Para todos los que vivimos en La Antigua Guatemala no es secreto que sufrimos al ir de compras al centro de servicios, más conocido como mercado municipal.

Recuerdo que aún siendo muy pequeño (7 años aproximadamente) mi mamá me llevaba de compras.

En mi persisten las imágenes mentales de los arriates con árboles en el bulevar y en la entrada principal. No como se observa en la fotografía a un costado, que es hoy lugar para ventas (y desorden)

 El lugar que ahora ocupan los taxis era el estacionamiento para los buses que llevaban a San Juan del Obispo y San Pedro las Huertas, unos buses econoline Ford. En ese entonces los buses hacia Santa María de Jesús eran las famosas "Franciscanas".

Todo el conjunto arquitectónico del mercado, según lo recuerdo, cumplía con las normas de diseño para este tipo de edificaciones. Al comparar esos recuerdos con lo que hoy es este centro de servicios me pregunto:

¿Qué pasó con el mercado municipal? ¿En que momento se volvió un caos? ¿Quién autorizó la construcción de nuevos puestos en las afueras?  ¿por qué terminaron con el ornato? ¿qué pasó con el área de carga? 

A todas estas preguntas, seguramente, podrán responder las administraciones municipales pasadas. Muchas de ellas envueltas en corrupción, tráfico de influencias y compra de voluntades. Pero en este momento es algo que dejaré de lado para detallar algunos problemas y proponer posibles soluciones. 

    • No cuenta con hidrantes en caso de incendio. 
    • No existe señalización para evacuación. 
    • Los pasillos son demasiado estrechos para evacuar rápida y eficazmente tanto a vendedores como compradores
Para poder prevenir, en este caso las posibles soluciones serían las siguiente:

a. Colocar extintores. Porque construir una red de agua para abastescer hidrantes o tomas con mangueras en caso de incendio costaría al municipio una significativa cantidad de dinero.
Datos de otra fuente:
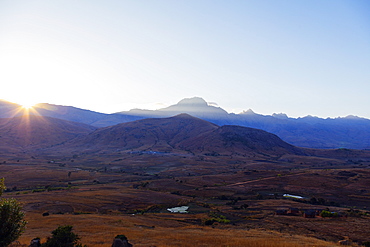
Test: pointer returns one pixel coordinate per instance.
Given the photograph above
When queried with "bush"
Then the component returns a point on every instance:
(12, 224)
(63, 237)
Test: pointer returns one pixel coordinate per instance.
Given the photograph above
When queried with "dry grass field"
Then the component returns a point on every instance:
(129, 194)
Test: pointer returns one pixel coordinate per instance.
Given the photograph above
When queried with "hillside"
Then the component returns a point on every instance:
(30, 132)
(310, 132)
(182, 133)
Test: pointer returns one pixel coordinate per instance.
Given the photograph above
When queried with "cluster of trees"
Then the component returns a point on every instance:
(12, 223)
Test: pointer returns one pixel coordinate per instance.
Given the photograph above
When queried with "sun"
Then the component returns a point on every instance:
(27, 106)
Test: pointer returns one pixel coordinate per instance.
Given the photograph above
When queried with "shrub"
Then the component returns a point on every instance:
(12, 222)
(63, 237)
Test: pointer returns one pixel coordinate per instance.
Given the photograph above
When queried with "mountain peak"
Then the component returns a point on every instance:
(249, 111)
(195, 101)
(280, 115)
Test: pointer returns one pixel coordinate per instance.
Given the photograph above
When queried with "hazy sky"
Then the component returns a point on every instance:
(297, 57)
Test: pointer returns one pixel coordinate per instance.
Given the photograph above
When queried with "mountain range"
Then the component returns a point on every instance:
(310, 132)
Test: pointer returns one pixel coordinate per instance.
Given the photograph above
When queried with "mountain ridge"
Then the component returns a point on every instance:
(310, 132)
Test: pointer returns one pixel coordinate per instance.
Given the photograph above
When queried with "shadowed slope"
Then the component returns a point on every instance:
(230, 139)
(182, 133)
(160, 134)
(30, 131)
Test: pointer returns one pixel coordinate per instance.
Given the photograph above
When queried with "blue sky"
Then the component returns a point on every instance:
(297, 57)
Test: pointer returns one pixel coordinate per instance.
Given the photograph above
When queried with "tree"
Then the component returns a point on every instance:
(12, 222)
(63, 237)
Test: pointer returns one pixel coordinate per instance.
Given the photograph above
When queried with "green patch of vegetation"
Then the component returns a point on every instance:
(215, 217)
(326, 213)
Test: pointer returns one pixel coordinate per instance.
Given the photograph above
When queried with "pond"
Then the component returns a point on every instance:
(181, 209)
(293, 196)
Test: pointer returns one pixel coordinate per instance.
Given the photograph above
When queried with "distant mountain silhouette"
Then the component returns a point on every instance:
(32, 132)
(196, 107)
(159, 134)
(182, 133)
(311, 132)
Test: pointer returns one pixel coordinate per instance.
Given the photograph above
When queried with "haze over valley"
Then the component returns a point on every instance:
(185, 123)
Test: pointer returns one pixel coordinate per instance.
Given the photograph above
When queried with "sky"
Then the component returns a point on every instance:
(295, 57)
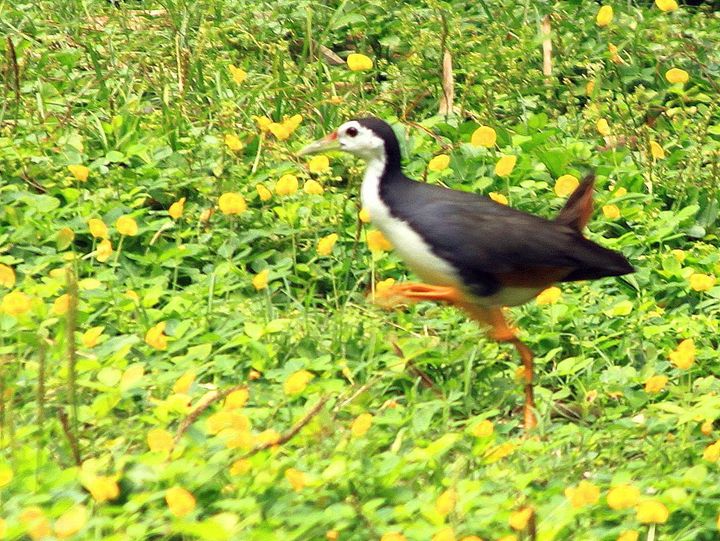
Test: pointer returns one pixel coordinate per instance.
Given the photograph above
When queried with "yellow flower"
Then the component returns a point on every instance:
(611, 212)
(98, 229)
(61, 304)
(263, 192)
(656, 150)
(233, 142)
(101, 488)
(652, 512)
(313, 187)
(240, 467)
(444, 534)
(183, 383)
(71, 522)
(6, 475)
(296, 478)
(603, 127)
(7, 276)
(15, 303)
(604, 16)
(484, 429)
(712, 452)
(684, 355)
(359, 62)
(318, 164)
(361, 425)
(484, 136)
(584, 494)
(326, 244)
(177, 208)
(549, 296)
(104, 250)
(180, 501)
(126, 225)
(384, 285)
(676, 75)
(297, 382)
(565, 185)
(36, 523)
(377, 242)
(666, 5)
(439, 162)
(155, 336)
(286, 185)
(393, 536)
(160, 440)
(263, 122)
(237, 399)
(232, 203)
(91, 337)
(260, 280)
(498, 198)
(519, 519)
(655, 384)
(445, 503)
(238, 74)
(701, 282)
(623, 497)
(80, 172)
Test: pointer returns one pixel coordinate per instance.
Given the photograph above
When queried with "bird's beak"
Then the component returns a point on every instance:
(325, 144)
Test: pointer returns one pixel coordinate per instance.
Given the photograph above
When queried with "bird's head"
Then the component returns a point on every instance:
(367, 138)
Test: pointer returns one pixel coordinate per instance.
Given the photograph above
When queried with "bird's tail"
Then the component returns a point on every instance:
(578, 208)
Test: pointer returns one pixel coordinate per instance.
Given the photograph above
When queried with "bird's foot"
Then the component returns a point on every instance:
(415, 292)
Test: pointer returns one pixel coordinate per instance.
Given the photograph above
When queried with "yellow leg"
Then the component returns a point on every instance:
(499, 329)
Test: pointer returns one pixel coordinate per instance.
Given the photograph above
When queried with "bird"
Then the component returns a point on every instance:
(470, 251)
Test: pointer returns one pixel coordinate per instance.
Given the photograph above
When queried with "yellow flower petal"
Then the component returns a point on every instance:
(7, 276)
(126, 225)
(359, 62)
(231, 203)
(318, 164)
(498, 198)
(260, 280)
(326, 244)
(549, 296)
(80, 172)
(97, 228)
(439, 162)
(604, 16)
(238, 74)
(177, 208)
(505, 165)
(565, 185)
(677, 76)
(180, 501)
(484, 136)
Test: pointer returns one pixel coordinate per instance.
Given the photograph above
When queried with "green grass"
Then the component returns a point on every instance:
(145, 101)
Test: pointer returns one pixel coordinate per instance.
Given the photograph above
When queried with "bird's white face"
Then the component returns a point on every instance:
(360, 141)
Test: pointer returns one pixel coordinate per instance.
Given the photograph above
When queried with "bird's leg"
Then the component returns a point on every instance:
(502, 332)
(415, 292)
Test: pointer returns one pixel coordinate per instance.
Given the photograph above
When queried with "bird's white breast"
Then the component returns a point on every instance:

b. Señalizar y establecer las rutas de evacuación, puntos de reunión, zonas seguras. En este punto también serviría para los casos de temblores fuertes o terremoto, que constantemente tenemos en nuestro país.

c. Aunque parezca increíble, el mercado tiene, en los pasillos, las dimensiones que establece la norma internacional para este tipo de edificaciones: el mínimo, para que dos personas puedan caminar es de 1.15 (Neufert. pag. 27) y considero que en el mercado hay mucho más del mínimo. El problema es que los arrendatarios se han apropiado de los caminamientos y han extendido sus ventas. La solución es regresar a todos los arrendatarios a sus puestos y, de forma drástica y con sustento técnico, evitar las ventas ambulantes.

Claro, mucho, en estas soluciones, requieren también de la voluntad de los propios arrendatarios para evitar tragedias. La educación juega un papel importante en este aspecto. Hay que educar al vendedor para que vele por su seguridad, no solamente por el valor económico de sus productos. Un mercado ordenado, será un mercado que vende.

Una propuesta final es que se creen otros mercados, quiza de menos tamaño, para poder trasladas a quienes estén fuera del edificio. Claro está que esto representa una fuerte inversión.

¿Algún día podremos contar con un mercado ordenado?